Caregivers are faced with information needs as soon as their loved one is diagnosed, when they immediately become immersed in helping to make medical choices for which they are typically ill prepared. The weight of treatment decision-making involves significant logistical, physical, emotional, financial, and professional consequences. The challenges that cancer caregivers face are often exacerbated by a lack of information and knowledge sufficient to make sound medical and treatment decisions. In fact, recent studies, including ours, indicated that 30-40% need more information when they are in decision-making roles.

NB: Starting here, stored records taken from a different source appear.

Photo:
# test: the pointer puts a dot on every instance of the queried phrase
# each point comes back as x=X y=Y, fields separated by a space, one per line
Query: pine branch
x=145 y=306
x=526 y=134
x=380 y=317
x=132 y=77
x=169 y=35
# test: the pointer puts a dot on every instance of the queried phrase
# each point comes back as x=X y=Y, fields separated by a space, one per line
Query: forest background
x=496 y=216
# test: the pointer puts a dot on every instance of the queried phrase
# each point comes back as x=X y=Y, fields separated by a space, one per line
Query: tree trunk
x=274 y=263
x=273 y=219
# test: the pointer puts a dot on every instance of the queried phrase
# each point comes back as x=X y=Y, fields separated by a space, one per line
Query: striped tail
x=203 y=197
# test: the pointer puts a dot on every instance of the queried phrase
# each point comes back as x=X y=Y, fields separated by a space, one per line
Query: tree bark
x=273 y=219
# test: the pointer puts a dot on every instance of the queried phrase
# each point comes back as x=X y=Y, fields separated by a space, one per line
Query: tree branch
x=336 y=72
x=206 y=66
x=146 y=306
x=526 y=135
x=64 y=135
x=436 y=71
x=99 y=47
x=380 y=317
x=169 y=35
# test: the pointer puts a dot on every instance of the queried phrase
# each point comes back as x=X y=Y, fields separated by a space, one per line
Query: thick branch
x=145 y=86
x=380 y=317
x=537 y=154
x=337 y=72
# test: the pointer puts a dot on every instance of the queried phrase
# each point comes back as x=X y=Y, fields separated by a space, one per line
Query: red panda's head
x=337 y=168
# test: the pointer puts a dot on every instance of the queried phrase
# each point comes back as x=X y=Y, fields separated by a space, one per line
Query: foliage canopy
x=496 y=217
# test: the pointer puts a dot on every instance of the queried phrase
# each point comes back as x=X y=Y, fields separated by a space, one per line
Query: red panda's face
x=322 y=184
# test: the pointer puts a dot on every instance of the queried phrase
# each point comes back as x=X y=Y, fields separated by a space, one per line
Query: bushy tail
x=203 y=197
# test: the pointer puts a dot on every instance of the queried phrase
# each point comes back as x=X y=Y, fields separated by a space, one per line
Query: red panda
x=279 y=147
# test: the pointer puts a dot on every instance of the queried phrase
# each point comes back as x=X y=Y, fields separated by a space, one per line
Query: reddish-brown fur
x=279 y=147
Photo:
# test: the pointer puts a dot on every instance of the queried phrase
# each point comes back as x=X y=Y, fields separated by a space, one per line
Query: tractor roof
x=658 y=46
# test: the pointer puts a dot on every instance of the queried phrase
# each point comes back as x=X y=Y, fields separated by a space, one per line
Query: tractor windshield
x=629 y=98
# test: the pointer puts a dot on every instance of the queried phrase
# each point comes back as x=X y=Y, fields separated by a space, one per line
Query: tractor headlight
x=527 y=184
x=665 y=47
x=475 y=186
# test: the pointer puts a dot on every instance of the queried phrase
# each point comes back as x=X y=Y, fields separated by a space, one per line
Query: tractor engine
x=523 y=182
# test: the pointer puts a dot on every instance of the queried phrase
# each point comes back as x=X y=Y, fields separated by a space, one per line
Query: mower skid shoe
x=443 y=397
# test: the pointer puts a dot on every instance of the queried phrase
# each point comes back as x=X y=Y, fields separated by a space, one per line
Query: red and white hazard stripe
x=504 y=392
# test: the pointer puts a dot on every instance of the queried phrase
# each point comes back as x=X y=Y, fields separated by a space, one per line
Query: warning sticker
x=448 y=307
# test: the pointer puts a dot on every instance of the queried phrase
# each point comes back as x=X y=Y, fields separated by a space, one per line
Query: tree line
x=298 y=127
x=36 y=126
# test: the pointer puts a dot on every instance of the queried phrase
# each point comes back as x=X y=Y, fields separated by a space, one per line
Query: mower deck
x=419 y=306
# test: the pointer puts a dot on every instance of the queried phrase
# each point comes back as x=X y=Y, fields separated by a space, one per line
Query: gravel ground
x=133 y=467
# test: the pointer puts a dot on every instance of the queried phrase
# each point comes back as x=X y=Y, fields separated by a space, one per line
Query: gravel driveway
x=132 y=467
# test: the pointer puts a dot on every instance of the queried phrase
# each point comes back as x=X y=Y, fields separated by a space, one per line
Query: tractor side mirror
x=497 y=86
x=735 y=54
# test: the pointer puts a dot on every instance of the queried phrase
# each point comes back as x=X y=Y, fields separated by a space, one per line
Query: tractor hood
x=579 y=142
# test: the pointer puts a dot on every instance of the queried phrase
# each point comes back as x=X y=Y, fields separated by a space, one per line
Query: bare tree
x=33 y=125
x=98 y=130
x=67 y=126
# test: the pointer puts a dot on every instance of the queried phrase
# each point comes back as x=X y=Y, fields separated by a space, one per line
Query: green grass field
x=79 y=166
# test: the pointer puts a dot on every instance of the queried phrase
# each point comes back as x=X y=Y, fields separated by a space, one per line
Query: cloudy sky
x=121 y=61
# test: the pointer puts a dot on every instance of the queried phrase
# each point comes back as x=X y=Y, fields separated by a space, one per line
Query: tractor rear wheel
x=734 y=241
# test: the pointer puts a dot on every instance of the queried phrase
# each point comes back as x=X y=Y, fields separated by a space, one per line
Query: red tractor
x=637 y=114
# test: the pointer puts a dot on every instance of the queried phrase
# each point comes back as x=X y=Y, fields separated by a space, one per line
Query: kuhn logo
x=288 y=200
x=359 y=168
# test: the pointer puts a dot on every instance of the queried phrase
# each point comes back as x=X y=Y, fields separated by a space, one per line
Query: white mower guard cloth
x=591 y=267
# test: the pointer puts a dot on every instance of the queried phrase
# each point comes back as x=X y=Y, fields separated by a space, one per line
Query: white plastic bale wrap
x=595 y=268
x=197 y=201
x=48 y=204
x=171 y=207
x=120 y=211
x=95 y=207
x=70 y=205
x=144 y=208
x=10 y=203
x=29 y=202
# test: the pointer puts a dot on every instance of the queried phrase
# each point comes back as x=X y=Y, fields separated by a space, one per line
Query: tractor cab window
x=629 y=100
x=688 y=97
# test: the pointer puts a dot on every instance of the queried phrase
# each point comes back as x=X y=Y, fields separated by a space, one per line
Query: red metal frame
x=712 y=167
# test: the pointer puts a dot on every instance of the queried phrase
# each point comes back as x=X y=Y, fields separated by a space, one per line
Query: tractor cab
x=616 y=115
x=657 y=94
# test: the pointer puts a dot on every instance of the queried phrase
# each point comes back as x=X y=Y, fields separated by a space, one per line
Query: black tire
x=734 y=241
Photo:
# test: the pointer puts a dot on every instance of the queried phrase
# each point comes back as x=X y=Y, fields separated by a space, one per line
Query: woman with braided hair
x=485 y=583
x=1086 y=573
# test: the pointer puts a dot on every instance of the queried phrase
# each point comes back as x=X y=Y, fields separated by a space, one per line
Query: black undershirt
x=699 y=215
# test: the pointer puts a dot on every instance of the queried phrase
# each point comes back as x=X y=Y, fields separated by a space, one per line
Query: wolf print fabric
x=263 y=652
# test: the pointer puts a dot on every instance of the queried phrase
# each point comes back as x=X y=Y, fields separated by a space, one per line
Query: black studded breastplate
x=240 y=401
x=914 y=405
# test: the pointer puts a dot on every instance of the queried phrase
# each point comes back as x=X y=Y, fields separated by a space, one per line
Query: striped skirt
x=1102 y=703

Cancer Caregivers: National Research Report on Shared Treatment Decision-Making is a broad and deep exploration of shared decision-making dynamics, challenges and needs. It is based on the survey responses from a nationally representative sample of 2,700 unique cancer caregivers, and indicates that most need more information in order to more effectively share in making these very important decisions. It also shows that many of them are dissatisfied with the educational materials provided by the care team. The detailed data and analyses identify the scenarios that caregivers find particularly perplexing and why. We learn what exacerbates their distress and their opinions regarding resources and programs that could help them as they strive to provide the very best care. It provides enlightening findings regarding Hispanic vs. non-Hispanic caregivers, and identifies a psycho-social segmentation scheme that helps us understand the specific challenges and needs of each group.
The white paper, Caregiver Treatment Decision-Making, is based on a series of focus groups among CancerCare social workers and cancer caregivers. It explores the various ways caregivers participate in decision-making, their uncertainly and the lack of support they receive from clinicians.